We have to start with state-level pilot programs, as suggested by President Obama. In New York, a world leader in medical research and care, several hospitals have expressed interest in participating in a pilot program. It should be pointed out that while the trial bar has been dismissive of the idea of health courts, a precedent for specialized arbitral or court tribunals can be found in a variety of areas including traffic violations, consumer claims of securities law violations, bankruptcy, tax and family matters, workers compensation, etc. [Some of these areas involve tribunals where plaintiffs can proceed without a lawyer and some claimants might be able to bring claims in a health care court system without a lawyer as well.]
New York has made a tentative move toward alternative dispute resolution in the health care area with the concept of voluntary arbitration. However, a variety of statutory and other impediments have prevented the current law from providing helpful guidance for a full-scale pilot program. For example, cases involving children require actual litigation or the equivalent in an arbitration proceeding because of local laws limiting the right of minors to be bound by contract and to waive their right to litigation. (SeeCPLR Sec. 1209; Article 75-A.)
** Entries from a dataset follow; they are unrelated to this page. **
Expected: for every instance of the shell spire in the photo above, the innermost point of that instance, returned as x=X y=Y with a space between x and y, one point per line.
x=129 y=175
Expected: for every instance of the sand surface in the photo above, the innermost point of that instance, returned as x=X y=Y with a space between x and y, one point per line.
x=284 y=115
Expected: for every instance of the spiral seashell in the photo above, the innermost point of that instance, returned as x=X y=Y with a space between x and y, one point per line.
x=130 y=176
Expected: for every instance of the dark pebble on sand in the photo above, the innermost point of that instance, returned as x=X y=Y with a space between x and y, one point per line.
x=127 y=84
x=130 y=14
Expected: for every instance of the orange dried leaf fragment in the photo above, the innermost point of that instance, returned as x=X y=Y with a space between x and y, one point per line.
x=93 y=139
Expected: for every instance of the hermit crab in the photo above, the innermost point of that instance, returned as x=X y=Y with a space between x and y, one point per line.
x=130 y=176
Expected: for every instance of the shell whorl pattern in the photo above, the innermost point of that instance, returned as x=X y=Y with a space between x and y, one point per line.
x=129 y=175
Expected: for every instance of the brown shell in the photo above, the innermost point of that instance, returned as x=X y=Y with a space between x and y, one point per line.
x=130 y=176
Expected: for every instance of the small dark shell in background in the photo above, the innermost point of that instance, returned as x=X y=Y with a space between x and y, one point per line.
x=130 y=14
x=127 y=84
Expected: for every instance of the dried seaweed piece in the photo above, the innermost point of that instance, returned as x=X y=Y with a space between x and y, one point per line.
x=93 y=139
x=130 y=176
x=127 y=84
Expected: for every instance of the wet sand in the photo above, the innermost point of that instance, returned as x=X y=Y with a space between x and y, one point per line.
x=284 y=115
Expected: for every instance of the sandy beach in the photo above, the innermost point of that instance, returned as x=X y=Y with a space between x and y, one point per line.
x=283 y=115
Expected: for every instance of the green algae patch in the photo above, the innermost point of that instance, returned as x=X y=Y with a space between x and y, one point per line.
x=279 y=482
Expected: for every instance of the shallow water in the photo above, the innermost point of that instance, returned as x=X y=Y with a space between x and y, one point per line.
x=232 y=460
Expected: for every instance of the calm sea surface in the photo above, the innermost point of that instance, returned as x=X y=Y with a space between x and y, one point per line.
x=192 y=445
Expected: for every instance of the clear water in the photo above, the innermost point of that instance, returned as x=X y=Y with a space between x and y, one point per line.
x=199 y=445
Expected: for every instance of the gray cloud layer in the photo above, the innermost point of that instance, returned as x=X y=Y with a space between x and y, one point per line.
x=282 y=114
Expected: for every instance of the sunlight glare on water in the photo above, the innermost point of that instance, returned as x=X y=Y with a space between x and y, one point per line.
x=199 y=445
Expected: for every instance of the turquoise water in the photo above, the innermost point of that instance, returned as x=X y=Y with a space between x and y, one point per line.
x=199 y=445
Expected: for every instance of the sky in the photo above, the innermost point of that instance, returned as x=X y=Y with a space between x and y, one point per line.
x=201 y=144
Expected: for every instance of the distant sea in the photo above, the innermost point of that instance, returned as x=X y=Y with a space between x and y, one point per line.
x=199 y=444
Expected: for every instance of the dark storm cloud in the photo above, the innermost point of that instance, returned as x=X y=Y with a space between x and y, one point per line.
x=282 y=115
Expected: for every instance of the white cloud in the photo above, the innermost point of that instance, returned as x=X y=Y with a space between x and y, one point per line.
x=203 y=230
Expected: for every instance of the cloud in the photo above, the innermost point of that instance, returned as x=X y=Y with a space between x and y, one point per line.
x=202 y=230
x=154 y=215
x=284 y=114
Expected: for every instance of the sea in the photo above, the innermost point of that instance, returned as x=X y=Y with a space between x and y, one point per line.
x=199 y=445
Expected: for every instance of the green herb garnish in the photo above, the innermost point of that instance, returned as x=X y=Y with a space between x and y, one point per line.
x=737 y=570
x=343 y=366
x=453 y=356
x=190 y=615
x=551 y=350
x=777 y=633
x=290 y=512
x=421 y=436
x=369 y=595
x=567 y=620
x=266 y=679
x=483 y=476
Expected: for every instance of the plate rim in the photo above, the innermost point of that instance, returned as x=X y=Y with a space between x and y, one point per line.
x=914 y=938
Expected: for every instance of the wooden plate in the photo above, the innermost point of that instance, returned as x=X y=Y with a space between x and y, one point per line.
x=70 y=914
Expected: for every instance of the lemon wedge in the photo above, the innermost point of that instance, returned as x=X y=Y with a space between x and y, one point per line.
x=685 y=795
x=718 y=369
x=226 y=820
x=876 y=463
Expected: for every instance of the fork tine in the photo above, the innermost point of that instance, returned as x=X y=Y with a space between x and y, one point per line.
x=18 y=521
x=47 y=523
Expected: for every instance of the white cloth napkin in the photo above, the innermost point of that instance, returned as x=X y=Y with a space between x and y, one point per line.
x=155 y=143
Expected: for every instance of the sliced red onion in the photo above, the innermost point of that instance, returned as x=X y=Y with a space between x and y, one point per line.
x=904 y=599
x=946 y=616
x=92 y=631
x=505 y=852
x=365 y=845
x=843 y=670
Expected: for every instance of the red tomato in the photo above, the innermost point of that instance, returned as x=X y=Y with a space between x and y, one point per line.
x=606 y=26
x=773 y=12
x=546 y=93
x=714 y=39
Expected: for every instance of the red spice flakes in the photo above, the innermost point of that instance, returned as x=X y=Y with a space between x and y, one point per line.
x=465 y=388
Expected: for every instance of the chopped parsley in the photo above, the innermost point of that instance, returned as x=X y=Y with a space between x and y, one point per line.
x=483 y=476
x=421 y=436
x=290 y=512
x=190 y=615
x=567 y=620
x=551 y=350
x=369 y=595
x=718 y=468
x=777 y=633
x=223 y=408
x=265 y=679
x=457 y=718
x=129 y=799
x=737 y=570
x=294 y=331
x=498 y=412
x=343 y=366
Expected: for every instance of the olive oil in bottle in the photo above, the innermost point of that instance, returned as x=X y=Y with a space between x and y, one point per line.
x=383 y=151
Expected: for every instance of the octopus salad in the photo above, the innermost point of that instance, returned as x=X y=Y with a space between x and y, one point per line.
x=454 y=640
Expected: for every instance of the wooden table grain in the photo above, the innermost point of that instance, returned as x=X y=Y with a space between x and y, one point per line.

Health care tribunals could operate under an omnibus exemption from the restrictions of State law, where needed. The simple amendment of New York law to say, “Notwithstanding any other provision of this or any other Chapter …”, would make it possible to implement health care tribunals. The tribunals could be part of the New York State court system, with adjudicators similar to magistrates, with their own rules of procedure and appeal. Or, they could be established as independent tribunals similar to the arbitration and mediation services that exist today.
In either case, such a pilot program would improve medical justice in New York State, reduce litigation and health care costs, and provide empirical data upon which to measure its success.